Ancestral reconstruction of polymorphic amino-acid replacements in the BRICHOS domain and the mature AMP in Alvinella pompejana (Ap) using the aaML package of PaML4.0 and Alvinella caudata (Ac) as an outgroup to orientate mutations. Positions of amino-acid replacements are labeled according to the start (methionine) codon. The Bayesian probability of occurrence of an amino-acid in the ancestral sequence is given in brackets.
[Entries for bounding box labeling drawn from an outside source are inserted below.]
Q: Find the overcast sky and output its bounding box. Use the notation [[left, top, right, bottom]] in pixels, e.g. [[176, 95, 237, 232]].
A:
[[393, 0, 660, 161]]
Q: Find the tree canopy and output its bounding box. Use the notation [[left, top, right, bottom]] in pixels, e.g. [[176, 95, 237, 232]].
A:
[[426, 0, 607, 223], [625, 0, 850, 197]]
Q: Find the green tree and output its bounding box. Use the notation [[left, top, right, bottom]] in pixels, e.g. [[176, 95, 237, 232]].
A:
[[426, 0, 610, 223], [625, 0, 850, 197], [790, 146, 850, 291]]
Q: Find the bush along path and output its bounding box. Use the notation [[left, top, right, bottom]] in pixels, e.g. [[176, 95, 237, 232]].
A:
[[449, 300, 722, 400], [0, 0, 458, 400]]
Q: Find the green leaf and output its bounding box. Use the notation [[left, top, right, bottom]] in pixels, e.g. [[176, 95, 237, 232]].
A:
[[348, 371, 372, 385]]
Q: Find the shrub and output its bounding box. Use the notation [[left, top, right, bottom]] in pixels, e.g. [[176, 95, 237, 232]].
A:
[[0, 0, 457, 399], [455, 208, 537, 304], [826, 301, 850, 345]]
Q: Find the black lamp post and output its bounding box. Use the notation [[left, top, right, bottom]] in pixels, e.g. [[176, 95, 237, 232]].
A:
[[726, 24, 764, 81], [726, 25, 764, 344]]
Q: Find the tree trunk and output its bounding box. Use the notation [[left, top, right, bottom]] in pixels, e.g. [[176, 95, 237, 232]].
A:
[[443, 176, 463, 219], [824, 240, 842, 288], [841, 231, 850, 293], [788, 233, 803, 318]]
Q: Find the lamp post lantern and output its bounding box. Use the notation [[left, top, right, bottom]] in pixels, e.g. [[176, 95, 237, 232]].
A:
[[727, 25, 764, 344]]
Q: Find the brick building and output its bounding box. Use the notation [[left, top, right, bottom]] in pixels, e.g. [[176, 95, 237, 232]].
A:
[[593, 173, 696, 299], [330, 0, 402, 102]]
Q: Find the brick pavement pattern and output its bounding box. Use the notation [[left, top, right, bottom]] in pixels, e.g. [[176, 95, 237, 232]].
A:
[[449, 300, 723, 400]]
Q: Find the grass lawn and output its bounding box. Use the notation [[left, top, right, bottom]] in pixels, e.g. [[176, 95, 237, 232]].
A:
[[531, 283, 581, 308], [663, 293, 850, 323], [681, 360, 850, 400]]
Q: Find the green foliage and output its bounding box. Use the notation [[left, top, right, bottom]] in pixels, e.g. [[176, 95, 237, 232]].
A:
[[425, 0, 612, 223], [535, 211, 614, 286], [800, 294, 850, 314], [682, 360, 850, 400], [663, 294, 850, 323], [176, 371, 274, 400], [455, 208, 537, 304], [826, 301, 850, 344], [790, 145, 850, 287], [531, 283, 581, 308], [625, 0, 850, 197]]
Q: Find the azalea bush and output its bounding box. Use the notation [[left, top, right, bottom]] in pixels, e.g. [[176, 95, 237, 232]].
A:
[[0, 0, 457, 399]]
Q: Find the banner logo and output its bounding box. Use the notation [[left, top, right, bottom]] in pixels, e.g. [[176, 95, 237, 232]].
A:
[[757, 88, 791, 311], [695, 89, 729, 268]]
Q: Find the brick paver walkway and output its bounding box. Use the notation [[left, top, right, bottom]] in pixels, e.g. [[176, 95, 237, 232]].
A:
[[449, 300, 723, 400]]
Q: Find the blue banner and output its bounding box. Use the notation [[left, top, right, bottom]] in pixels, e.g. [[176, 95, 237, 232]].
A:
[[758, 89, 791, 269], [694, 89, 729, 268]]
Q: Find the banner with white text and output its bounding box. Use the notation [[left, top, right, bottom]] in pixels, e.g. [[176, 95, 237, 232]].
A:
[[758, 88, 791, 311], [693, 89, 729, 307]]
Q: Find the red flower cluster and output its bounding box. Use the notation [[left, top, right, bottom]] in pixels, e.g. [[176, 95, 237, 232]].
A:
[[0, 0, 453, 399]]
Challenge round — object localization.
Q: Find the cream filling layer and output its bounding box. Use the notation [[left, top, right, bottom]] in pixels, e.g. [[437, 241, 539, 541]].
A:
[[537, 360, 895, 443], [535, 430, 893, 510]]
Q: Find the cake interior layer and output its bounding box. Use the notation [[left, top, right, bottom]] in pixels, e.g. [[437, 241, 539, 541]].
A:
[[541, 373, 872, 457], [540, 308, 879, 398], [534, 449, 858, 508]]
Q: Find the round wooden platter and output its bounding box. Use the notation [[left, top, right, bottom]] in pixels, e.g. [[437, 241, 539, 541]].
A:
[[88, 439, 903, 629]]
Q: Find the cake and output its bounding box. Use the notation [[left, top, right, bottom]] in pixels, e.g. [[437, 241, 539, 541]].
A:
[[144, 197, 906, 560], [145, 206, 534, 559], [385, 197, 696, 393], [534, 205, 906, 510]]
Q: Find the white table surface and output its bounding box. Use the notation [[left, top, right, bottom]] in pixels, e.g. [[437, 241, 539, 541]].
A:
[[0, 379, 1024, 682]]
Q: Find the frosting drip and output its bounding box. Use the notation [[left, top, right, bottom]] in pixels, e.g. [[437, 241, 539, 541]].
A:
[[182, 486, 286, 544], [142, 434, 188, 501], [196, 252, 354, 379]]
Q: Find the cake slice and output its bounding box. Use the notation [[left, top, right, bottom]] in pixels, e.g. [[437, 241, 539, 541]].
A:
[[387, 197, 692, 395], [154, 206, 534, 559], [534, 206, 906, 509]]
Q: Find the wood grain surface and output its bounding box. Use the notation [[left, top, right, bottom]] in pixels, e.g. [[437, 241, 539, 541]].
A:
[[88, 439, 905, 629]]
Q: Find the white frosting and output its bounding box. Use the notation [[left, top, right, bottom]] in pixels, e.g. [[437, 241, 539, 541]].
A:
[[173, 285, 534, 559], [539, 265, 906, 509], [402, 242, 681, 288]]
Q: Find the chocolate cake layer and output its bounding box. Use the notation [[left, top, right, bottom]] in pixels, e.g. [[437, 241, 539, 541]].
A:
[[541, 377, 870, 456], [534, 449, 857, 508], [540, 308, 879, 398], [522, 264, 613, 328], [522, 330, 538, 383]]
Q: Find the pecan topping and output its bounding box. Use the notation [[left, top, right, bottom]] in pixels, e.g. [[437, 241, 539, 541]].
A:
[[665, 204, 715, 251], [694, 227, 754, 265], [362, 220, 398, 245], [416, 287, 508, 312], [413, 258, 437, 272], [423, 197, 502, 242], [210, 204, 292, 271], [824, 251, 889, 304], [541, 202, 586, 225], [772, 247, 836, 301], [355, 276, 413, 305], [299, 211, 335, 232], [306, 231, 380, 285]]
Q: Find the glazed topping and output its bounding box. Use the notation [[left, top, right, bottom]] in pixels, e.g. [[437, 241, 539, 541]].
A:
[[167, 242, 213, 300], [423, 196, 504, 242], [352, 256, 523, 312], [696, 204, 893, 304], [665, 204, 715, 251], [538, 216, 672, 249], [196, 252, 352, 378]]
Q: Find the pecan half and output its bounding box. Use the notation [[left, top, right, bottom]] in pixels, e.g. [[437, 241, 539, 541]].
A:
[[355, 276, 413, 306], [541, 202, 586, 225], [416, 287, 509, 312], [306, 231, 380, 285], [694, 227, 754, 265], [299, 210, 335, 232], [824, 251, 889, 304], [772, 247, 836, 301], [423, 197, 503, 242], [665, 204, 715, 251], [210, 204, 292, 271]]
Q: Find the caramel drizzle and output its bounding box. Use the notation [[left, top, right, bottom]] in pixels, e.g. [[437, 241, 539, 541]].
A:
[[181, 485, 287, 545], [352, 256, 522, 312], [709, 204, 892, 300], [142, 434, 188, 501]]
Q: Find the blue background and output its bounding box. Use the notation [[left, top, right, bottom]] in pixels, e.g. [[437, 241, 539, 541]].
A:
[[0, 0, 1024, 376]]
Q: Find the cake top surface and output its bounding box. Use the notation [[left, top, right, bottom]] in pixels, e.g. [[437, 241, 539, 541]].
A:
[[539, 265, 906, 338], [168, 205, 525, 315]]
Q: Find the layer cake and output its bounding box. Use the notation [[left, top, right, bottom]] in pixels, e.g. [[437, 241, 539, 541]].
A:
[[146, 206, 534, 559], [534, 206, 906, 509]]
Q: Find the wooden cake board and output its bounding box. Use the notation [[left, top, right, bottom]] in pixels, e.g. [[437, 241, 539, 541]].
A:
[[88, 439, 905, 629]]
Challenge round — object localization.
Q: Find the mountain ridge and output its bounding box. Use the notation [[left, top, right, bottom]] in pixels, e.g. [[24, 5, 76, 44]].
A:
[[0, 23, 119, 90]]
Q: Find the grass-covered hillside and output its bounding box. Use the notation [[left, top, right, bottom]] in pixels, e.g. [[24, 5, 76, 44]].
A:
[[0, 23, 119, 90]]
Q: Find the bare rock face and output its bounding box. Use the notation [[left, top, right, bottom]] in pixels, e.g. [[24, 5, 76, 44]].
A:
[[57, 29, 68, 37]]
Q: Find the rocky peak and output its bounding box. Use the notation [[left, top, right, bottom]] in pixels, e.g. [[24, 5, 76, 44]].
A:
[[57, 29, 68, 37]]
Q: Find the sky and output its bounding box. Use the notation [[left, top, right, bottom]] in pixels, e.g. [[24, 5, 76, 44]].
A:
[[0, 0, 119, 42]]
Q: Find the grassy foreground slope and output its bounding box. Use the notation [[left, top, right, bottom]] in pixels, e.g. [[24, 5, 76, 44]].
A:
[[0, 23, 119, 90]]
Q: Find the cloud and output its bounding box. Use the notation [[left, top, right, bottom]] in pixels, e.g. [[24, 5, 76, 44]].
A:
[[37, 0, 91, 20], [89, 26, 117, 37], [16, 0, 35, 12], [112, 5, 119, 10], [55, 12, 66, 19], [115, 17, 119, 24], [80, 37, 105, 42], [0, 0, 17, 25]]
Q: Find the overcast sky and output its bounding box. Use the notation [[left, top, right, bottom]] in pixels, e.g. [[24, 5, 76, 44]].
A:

The tree topology and associated bootstrap values (obtained from 1000 replicates) was obtained by the ML method in Mega 5.0 using the full sequences of the 3′ region of the gene. Sequence labels represent the individual number and the clone number and are representative of the 6 paralogous clades (excluding natural recombinants) and subsequently used in the mapping of the BRICHOS mutations (see BRICHOS amino-acid alignment in Fig. S1).

Figure 5

Upregulation of expression of the preproalvinellacin gene and the molecular chaperone hsp 70 in Alvinella pompejana submitted to thermal or pressure stress. (A) The level of transcription is significantly higher for both genes in “not re-pressurized animals” compared to those re-pressurized immediately after raising from −2500 m at the in situ pressure of 250 bars in the DESEARES vessel. (B) In animals kept under in situ pressure in the BALIST device, thermal stress led to an up-regulation of the two genes. P-values from Student’s tests were calculated versus the control treatment (normalized to 1), based on the experimental measures performed in triplicates (**p < 0.01, *p < 0.05).